Between the Acts


The story takes place in a country house somewhere in England, just before the Second World War, over the course of a single day. It is the day when the annual pageant is to be performed on the grounds of the house. The pageant is traditionally a celebration of English history, and it is attended by the entire local community.

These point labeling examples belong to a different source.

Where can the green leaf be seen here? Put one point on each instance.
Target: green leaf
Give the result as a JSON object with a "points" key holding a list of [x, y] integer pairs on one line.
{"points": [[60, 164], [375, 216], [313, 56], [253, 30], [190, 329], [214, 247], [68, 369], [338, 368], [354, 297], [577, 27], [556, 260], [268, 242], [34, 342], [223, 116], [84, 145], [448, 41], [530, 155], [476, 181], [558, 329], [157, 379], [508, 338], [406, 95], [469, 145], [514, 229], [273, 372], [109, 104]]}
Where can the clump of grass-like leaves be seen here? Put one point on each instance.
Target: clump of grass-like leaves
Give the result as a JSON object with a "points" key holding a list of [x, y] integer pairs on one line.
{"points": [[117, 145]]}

The owner of the house is Bartholomew Oliver, a widower and retired Indian Army officer. His sister Lucy Swithin, who is also living in the house, is slightly eccentric but kind. Bartholomew has a son, Giles, who has a job in London and is restless and frustrated. Giles has two children with his wife Isa, who has lost interest in him. Isa is attracted to a local gentleman farmer, Rupert Haines, although the relationship goes no further than eye contact. Mrs. Manresa and her friend William Dodge arrive and stay for the pageant. The pageant has been written by Miss La Trobe, a strange and domineering spinster.

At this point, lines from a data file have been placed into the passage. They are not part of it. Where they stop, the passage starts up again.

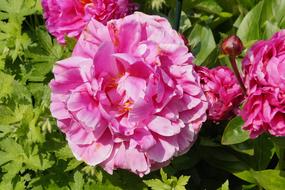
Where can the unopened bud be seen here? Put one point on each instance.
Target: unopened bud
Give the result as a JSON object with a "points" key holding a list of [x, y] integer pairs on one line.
{"points": [[232, 46]]}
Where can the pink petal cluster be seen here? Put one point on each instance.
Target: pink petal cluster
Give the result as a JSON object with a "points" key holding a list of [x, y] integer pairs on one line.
{"points": [[69, 17], [128, 97], [222, 91], [264, 68]]}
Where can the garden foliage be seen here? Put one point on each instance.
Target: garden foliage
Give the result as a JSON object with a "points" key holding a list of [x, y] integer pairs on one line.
{"points": [[34, 153]]}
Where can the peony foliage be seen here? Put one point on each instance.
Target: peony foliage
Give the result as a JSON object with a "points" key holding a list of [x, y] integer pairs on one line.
{"points": [[159, 86]]}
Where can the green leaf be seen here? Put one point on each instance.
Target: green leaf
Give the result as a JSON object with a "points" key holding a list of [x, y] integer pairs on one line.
{"points": [[202, 43], [270, 179], [78, 181], [263, 151], [156, 184], [233, 133], [182, 181], [6, 84], [249, 29], [245, 175], [225, 186]]}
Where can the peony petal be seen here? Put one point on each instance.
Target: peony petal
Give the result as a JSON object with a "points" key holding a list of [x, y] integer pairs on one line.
{"points": [[163, 126]]}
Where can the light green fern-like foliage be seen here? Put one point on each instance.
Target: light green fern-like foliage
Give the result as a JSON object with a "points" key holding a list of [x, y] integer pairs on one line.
{"points": [[34, 153]]}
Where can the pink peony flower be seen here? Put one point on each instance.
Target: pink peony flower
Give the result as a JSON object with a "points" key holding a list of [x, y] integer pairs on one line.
{"points": [[128, 97], [222, 91], [69, 17], [264, 68]]}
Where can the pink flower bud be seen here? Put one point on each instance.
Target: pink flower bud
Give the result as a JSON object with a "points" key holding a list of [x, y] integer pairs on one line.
{"points": [[232, 46]]}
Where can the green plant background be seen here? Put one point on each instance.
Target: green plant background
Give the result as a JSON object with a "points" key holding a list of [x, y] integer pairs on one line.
{"points": [[34, 153]]}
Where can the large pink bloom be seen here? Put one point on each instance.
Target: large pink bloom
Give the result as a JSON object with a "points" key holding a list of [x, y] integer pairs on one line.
{"points": [[222, 91], [264, 68], [69, 17], [128, 97]]}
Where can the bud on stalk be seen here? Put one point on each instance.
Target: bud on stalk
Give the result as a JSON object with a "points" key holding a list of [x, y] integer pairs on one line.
{"points": [[232, 46]]}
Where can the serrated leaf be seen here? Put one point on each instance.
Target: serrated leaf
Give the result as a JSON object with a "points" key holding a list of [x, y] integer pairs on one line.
{"points": [[202, 43], [6, 86], [233, 133]]}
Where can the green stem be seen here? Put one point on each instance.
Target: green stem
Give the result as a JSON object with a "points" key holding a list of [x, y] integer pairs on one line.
{"points": [[178, 14]]}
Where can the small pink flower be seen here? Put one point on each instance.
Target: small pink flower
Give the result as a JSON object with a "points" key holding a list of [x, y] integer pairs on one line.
{"points": [[222, 91], [264, 68], [128, 97], [69, 17]]}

The day is interspersed with events leading up to the pageant. Lucy fusses around making preparations for the decorations and the food. Bartholomew frightens his grandson by jumping out at him from behind a newspaper and then calls him a coward when he cries. Mrs. Manresa flirts provocatively with Bartholomew and Giles. William Dodge, assumed by the others to be homosexual, is the subject of homophobic thoughts by many of the others but is friendly with Lucy.

The pageant occurs in the evening, and it has three main parts which are broken up by intermissions, during which the audience members interact with one another. Following a prologue by a child who represents England, the first scene is a Shakespearean scene with romantic dialogue. The second scene is a parody of a restoration comedy, and the third scene is a panorama of Victorian triumph based on a policeman directing the traffic in Hyde Park. The final scene is entitled "Ourselves", at which point Miss La Trobe shocks the audience by having the cast turn mirrors on them.

When the pageant ends and the audience disperses, Miss La Trobe retreats to the village pub and, brooding over what she perceives to be the pageant's failure, begins to plan her next drama. As darkness descends, cloaking the country house, Giles and Isa are left alone, presumably resulting in conflict and reconciliation.